エピローグ
年が明けた。
今年は母が仕事で忙しく、日本に帰って来れないようだったが、新しい企画が通ったようで、ひとまずホッとしたところだった。
美月は、鈴蘭商店街のお茶屋や倉橋のケーキ屋の福袋を買い込んでいた。特に倉橋のケーキ屋の福袋は、ケーキ交換チケットと焼き菓子入りで実質半額みたいなものだった。
この福袋は、抹茶の入れ知恵の企画らしいが、倉橋のケーキ屋は行列が出来るぐらい賑わっていた。

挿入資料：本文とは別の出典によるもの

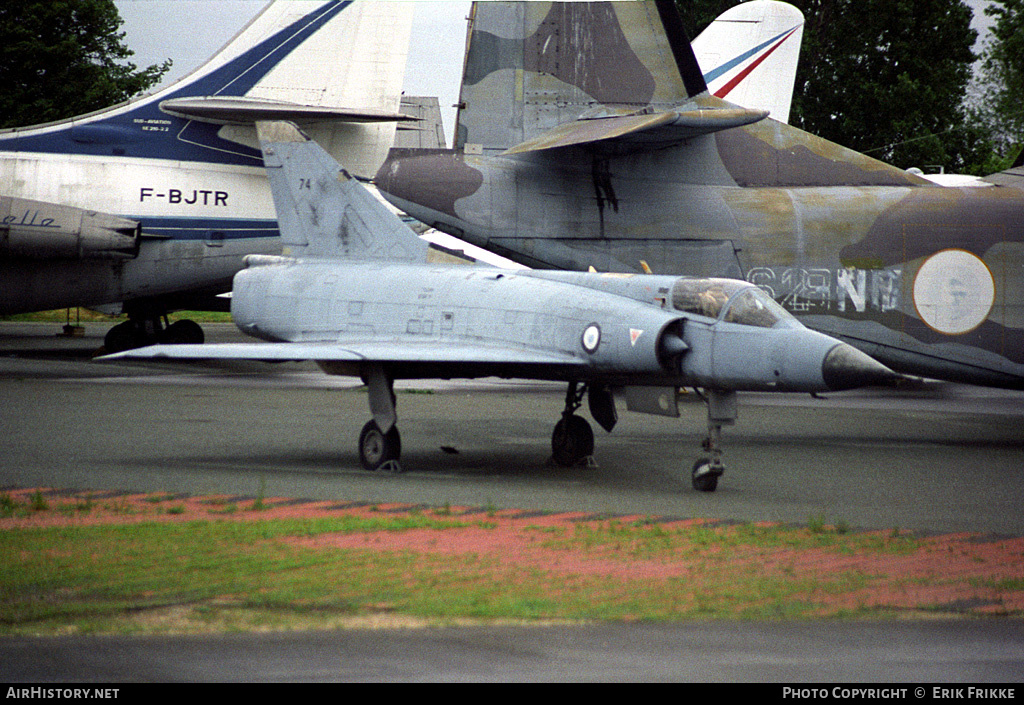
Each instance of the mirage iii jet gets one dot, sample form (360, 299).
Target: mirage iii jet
(354, 293)
(587, 136)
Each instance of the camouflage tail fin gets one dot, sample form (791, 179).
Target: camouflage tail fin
(531, 67)
(323, 211)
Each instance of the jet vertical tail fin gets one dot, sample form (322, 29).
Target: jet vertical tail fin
(750, 55)
(335, 67)
(531, 67)
(323, 211)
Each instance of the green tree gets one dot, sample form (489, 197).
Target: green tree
(1001, 105)
(65, 57)
(885, 77)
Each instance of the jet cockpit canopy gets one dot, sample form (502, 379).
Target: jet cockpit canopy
(729, 299)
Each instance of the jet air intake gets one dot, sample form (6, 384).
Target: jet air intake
(47, 231)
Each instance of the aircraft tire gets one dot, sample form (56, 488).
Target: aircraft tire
(122, 337)
(704, 478)
(376, 448)
(184, 332)
(572, 441)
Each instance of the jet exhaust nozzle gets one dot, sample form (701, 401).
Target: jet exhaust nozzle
(847, 368)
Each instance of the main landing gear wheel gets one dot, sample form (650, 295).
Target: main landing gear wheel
(706, 474)
(572, 441)
(379, 450)
(184, 332)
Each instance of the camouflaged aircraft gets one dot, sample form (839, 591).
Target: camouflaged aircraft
(587, 137)
(354, 293)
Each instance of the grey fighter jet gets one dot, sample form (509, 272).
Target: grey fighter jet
(353, 292)
(587, 137)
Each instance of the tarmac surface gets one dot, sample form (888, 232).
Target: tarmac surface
(933, 458)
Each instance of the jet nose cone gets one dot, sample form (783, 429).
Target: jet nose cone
(847, 368)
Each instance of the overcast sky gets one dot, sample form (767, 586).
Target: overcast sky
(190, 31)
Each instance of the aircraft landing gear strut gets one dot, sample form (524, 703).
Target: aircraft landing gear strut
(380, 444)
(147, 325)
(572, 440)
(721, 412)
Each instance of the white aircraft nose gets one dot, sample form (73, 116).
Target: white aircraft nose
(847, 368)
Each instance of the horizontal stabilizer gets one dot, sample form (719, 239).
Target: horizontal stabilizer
(243, 111)
(641, 131)
(354, 351)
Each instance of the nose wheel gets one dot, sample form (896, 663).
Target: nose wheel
(721, 412)
(572, 441)
(379, 450)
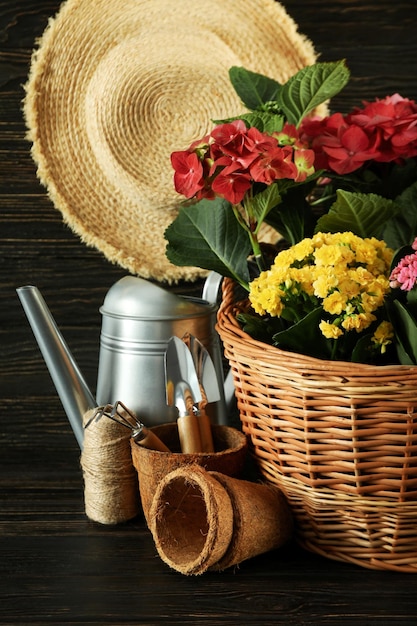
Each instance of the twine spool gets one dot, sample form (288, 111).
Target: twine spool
(111, 493)
(208, 521)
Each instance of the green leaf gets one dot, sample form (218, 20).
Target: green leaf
(293, 218)
(207, 235)
(402, 229)
(263, 202)
(253, 89)
(312, 86)
(405, 333)
(305, 337)
(362, 214)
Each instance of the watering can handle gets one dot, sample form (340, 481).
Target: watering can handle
(210, 293)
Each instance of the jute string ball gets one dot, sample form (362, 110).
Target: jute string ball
(111, 494)
(116, 86)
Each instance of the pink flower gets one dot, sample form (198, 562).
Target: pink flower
(188, 177)
(404, 275)
(232, 186)
(273, 165)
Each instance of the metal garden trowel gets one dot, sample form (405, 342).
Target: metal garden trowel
(183, 392)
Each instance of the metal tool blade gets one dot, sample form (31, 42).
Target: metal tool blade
(180, 374)
(205, 370)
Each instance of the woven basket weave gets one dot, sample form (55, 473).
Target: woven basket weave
(339, 439)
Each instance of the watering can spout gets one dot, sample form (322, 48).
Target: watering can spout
(72, 389)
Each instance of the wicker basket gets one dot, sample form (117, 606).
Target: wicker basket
(339, 439)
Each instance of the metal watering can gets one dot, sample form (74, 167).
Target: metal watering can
(138, 320)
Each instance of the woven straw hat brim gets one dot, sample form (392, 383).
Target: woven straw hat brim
(117, 85)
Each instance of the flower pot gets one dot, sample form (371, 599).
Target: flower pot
(339, 439)
(152, 465)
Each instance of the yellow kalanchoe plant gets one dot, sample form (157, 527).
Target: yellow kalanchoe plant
(333, 283)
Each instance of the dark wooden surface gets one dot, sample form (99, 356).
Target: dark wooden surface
(56, 566)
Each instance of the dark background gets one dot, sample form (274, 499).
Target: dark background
(57, 567)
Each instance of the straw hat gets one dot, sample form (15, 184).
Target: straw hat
(117, 85)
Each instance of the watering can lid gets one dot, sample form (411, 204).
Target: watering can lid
(134, 297)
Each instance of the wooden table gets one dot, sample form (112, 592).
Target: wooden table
(57, 567)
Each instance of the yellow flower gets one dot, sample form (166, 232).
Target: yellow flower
(330, 331)
(383, 335)
(324, 284)
(334, 254)
(358, 321)
(335, 303)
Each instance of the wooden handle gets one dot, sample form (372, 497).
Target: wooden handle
(189, 434)
(206, 436)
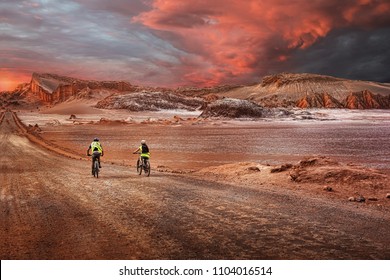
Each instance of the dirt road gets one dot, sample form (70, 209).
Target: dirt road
(52, 208)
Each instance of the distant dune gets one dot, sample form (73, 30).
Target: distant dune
(283, 90)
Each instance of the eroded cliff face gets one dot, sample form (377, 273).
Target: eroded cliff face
(319, 100)
(355, 100)
(314, 91)
(54, 88)
(367, 100)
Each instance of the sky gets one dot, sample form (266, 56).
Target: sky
(199, 43)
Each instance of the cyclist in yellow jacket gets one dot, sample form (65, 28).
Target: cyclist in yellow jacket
(143, 150)
(97, 151)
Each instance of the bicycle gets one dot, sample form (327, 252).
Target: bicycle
(95, 169)
(143, 164)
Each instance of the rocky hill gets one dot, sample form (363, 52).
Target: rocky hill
(282, 90)
(54, 88)
(314, 91)
(150, 101)
(233, 108)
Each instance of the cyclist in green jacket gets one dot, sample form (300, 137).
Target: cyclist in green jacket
(97, 151)
(143, 150)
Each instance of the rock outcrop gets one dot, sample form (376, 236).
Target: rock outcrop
(367, 100)
(150, 101)
(54, 88)
(314, 91)
(319, 100)
(233, 108)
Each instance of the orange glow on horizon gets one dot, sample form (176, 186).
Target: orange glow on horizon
(10, 80)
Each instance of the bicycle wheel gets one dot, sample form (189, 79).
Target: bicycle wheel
(139, 166)
(96, 168)
(147, 168)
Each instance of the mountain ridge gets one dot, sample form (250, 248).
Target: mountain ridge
(287, 90)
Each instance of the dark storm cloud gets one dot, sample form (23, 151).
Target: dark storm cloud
(352, 54)
(195, 42)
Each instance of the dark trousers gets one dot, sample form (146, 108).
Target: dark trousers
(95, 156)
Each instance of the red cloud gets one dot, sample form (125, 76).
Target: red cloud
(233, 40)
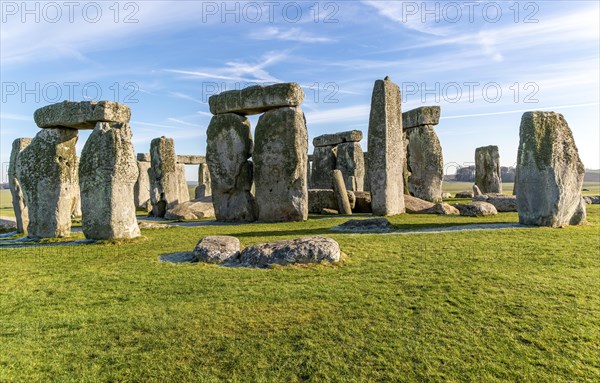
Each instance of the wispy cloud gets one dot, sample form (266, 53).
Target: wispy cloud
(239, 70)
(292, 34)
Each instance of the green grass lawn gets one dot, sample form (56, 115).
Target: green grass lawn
(481, 306)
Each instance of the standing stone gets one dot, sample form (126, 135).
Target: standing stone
(47, 172)
(184, 192)
(18, 197)
(280, 159)
(386, 149)
(341, 194)
(351, 162)
(487, 169)
(550, 172)
(229, 146)
(324, 162)
(164, 182)
(141, 189)
(425, 164)
(108, 171)
(204, 186)
(76, 207)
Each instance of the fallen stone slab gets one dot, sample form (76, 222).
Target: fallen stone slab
(476, 209)
(372, 225)
(424, 115)
(337, 138)
(307, 250)
(442, 209)
(416, 205)
(465, 194)
(191, 210)
(81, 115)
(217, 249)
(592, 200)
(256, 99)
(503, 203)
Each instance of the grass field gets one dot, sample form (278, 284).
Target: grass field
(481, 306)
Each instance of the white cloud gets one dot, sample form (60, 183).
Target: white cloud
(292, 34)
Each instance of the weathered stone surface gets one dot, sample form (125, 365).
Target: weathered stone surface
(164, 181)
(351, 162)
(476, 209)
(184, 192)
(372, 225)
(191, 210)
(189, 159)
(305, 250)
(107, 174)
(341, 194)
(425, 164)
(47, 171)
(464, 194)
(416, 205)
(422, 116)
(442, 209)
(324, 162)
(386, 149)
(229, 146)
(76, 206)
(326, 211)
(592, 200)
(204, 188)
(550, 173)
(256, 99)
(363, 202)
(217, 249)
(81, 115)
(141, 189)
(319, 199)
(18, 196)
(337, 138)
(502, 203)
(487, 169)
(280, 159)
(144, 157)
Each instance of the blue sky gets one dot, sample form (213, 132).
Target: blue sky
(484, 62)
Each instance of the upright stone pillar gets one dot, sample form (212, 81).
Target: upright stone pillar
(204, 188)
(184, 191)
(424, 161)
(549, 172)
(351, 162)
(108, 171)
(487, 169)
(164, 182)
(386, 149)
(324, 162)
(18, 197)
(141, 189)
(280, 159)
(47, 172)
(229, 147)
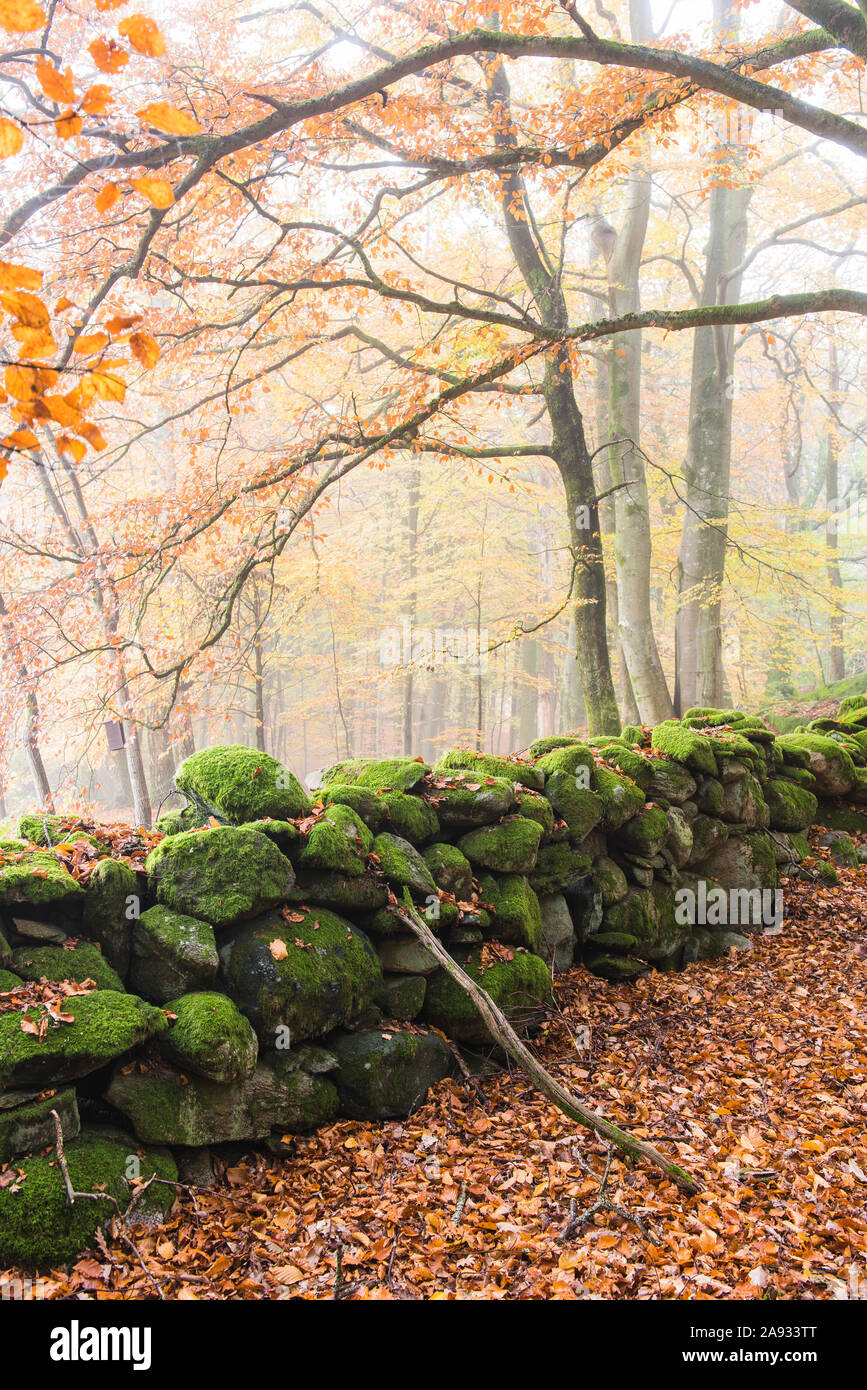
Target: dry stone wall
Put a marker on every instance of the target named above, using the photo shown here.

行列には藤部や丸山もいた。正月早々、妖怪系女子を見てしまったのは、ちょっと背筋がゾクゾクしてきたが、倉橋の店が繁盛しているようで何よりだった。
「美月ねぇちゃん!」
お目当ての福袋を買い込み、ニヤニヤとした顔を隠せなかった美月に、浩と会った。浩だけでなく、秋人や抹茶もいた。3人ともマフラーやコートを着こみ、防寒もバッチリだった。特に浩はモコモコの耳当てをしていて、この姿は子供らしくてちょっと可愛い。
「3人ともどこ行くんですか? 初詣?」
「馬鹿言っちゃいけないよ、美月ちー。これから俺たちは日曜礼拝の為に教会に行くんだよ」
秋人はちょっとドヤ顔で言う。そういえば秋人たちはクリスチャンだった。浩はなぜ一緒にいるかは不明だが、「暇だからついていくー」などと子供らしく笑っていた。
「美月さんは初詣いかないの?」
抹茶に聞かれた。
「行きませんよ。混んでるし、お賽銭箱が怖い!」
相変わらずドケチの美月の様子に、なぜか秋人は大笑いしていた。
あれ?
いつもの通りニートバージョンの秋人だが、この笑顔はなぜか悪くないと思った。
何となく美月も彼らと一緒にいたくなり、教会まで歩く事にした。
「今日は新年はじめの礼拝だから、クッキーをタダで配ってるね」
もっとも秋人にそんな事を言われたのが、一番大きな原因なのだが。美月は、つくづく自分のケチさが嘆かわしいと思った。
「ところで、教会でなぜかクリスマスツリーの飾りが消えたそうだよ。全く誰が盗んだんでしょうね」
皆んなで歩きながら、抹茶からそんな話を聞いた。
思わず秋人と美月は顔を見合わせた。同時に秋人の口元はちょっとニヤけていた。
「これは謎だな! よし、調査をしよう!」
「ちょっと秋人さん、正月早々謎解きですかー?」
美月の呆れ声など無視し、秋人は我慢できない様子で教会へ向かっていた。
「秋人さん、待ってよー」
「そうですよ、浩の言う通りですよ!」
「まあまあ、美月さん。好きにやらせてあげましょう」
それぞれ文句を言いつつ、早歩きで進む秋人の背中を追った。
まだまだ日常に小さな謎が潜んでいるようだ。
別に1円の得にもならないけれど、秋人のそばで謎を解いてみたい。
そう思う美月の表情は、いつになく晴れやかだった。